The Royal Canadian Legion BC and Yukon Command along with the BC Ladies Auxiliary will kick off their joint convention this Sunday with a parade from Cenotaph Park to the Penticton Trade and Convention Centre.
Marking the 50th biennial convention for the Legion and the 60th for the Ladies Auxiliary, organizers are anticipating the march will be one of the biggest parades of its kind ever with up to 600 members participating.
“It will be a massive thing,” said Bud Sadegur, Zone Commander and the convention’s local arrangements chair. “The ladies auxiliary alone are bringing 150 flags just of theirs, so you can imagine the enormity of this thing.
“There will be all sorts of military vehicles in this parade. We have got a whole contingent of World War II and Korean military vehicles, half tracks, Jeeps and all kinds of other stuff coming out from the coast. We’ve got three different pipe bands, two Air Force cadet units and one army cadet unit. We might even be having a military flyby as there is a guy in Oliver who has a Warbird.
“It is not very often that we have a parade like this one will be and it is getting larger and larger everyday.”
According to Sadegur, the parade will be grand-marshaled by 91-year-old Steve Dunsdon of Summerland.
“He is a World War II vet and he is also a former provincial president and a former Dominion or national president, back in the 70s,” said Sadegur. “So, there are a lot of people who will be quite pleased to see Mr.
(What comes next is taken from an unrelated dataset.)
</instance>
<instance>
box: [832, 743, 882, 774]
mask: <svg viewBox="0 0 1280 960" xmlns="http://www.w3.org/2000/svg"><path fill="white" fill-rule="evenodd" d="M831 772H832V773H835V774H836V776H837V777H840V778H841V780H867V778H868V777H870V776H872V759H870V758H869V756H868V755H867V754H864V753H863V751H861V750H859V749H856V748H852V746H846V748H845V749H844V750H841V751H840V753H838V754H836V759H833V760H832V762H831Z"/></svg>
Dunsdon marshal the parade.”
Sadegur said other dignitaries involved will include Lieutenant Governor Steven Point, Royal Canadian Legion Dominion President Patricia Varga and Captain Craig Baines, Commander of the Esquimalt Canadian Forces Base.
“All of these people will be at the reviewing stand beside the Peach on the corner of Winnipeg and Lakeshore,” he said.
The event will begin with a wreath laying ceremony at 1:30 p.m. at Cenotaph Park, followed by the parade at 2 p.m. and the conferences opening ceremonies at 3:30 p.m. with between 700 or 800 people attending those, said Sadegur.
“It is not often that we have a joint convention,” Sadegur said. “Normally we have a convention of the Legion and then the Ladies Auxiliary have their own conventions.”
However, Sadegur said when he became the chair he pushed to have the Ladies Auxiliary join the larger convention so that the Legion could recognize the significant contributions the Ladies Auxiliary has made throughout the decades.
“If it had not been for the Ladies Auxiliary over the years there probably wouldn’t be as many legions as there are today,” he said. “The ladies auxiliary has been the fund raising engine for a lot of legions for a lot of years. They did all the catering. They did all the banquet work. And what did the ladies do with all the money? They gave it to the legions. So, there are many legions today that owe their existence to their Ladies Auxiliary.”
But Sadegur said lately the Ladies Auxiliary groups are diminishing, or disappearing altogether, as their younger female counterparts choose to join the Legion instead.
“A lot of them are struggling to remain viable but I think that as long as they are there, they are owed prominence in what we do,” he said. “Part of our creed is that we shall never forget the contributions made by our soldiers, sailors and airmen, but we also do not want to forget the contributions made by the Ladies Auxiliary.”